To characterize the prevalence of these occupational health problems, The Society for Cardiovascular Angiography and Interventions (SCAI) surveyed its members by email. Inquiries included age, years of invasive practice, and diagnostic and interventional cases per year. Questions focused on orthopedic (spine, hips, knees, and ankles) and radiation-associated problems (cataracts and cancers).

RESULTS

There were 314 responses. Responders were on average busy and experienced, performing a mean of 380±249 diagnostic and 200±129 interventional cases annually. Of the responders, 6.9% of operators have had to limit their caseload because of radiation exposure and 9.3% have had a health-related period of absence. Furthermore, 153 (49.4%) operators reported at least one orthopedic injury: 24.7% cervical spine disease, 34.4% lumbar spine problems, and 19.6% hip, knee or ankle joint problems. Age was most significantly correlated with orthopedic illnesses: cervical injuries (χ2=150.7, P<0.0001); hip/knee or ankle injuries (χ2=80.9, P<0.0001); lumbar injuries (χ2=147.0, P<0.0001); and any orthopedic illness (χ2= 241.2, P<0.0001). Annual total caseload was also associated: the estimated change in the odds of orthopedic illness for each additional total caseload quintile is 1.0013 (1.0001, 1.0026). There is a small but substantial incidence of cancer.

CONCLUSIONS

These findings are consistent with, and extend the findings, of a prior 2004 SCAI survey, in documenting a substantial prevalence of orthopedic complications among active interventional cardiologists, which persists despite increased awareness.
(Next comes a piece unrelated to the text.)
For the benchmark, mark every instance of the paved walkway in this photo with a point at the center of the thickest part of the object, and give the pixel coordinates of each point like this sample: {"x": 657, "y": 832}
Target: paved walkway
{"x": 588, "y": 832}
Brain and neck tumors among physicians performing interventional procedures

Physicians performing interventional procedures are chronically exposed to ionizing radiation, which is known to pose increased cancer risks. We recently reported 9 cases of brain cancer in interventional cardiologists. Subsequently, we received 22 additional cases from around the world, comprising an expanded 31 case cohort. Data were transmitted to us during the past few months. For all cases, where possible, we endeavored to obtain the baseline data, including age, gender, tumor type, and side involved, specialty (cardiologist vs radiologist), and number of years in practice. These data were obtained from the medical records, interviews with patients, when possible, or with family members and/or colleagues. The present report documented brain and neck tumors occurring in 31 physicians: 23 interventional cardiologists, 2 electrophysiologists, and 6 interventional radiologists. All physicians had worked for prolonged periods (latency period 12 to 32 years, mean 23.5 ± 5.9) in active interventional practice with exposure to ionizing radiation in the catheterization laboratory. The tumors included 17 cases (55%) of glioblastoma multiforme (GBM), 2 astrocytomas (7%), and 5 meningiomas (16%). In 26 of 31 cases, data were available regarding the side of the brain involved. The malignancy was left sided in 22 (85%), midline in 1, and right sided in 3 operators. In conclusion, these results raise additional concerns regarding brain cancer developing in physicians performing interventional procedures. Given that the brain is relatively unprotected and the left side of the head is known to be more exposed to radiation than the right, these findings of disproportionate reports of left-sided tumors suggest the possibility of a causal relation to occupational radiation exposure.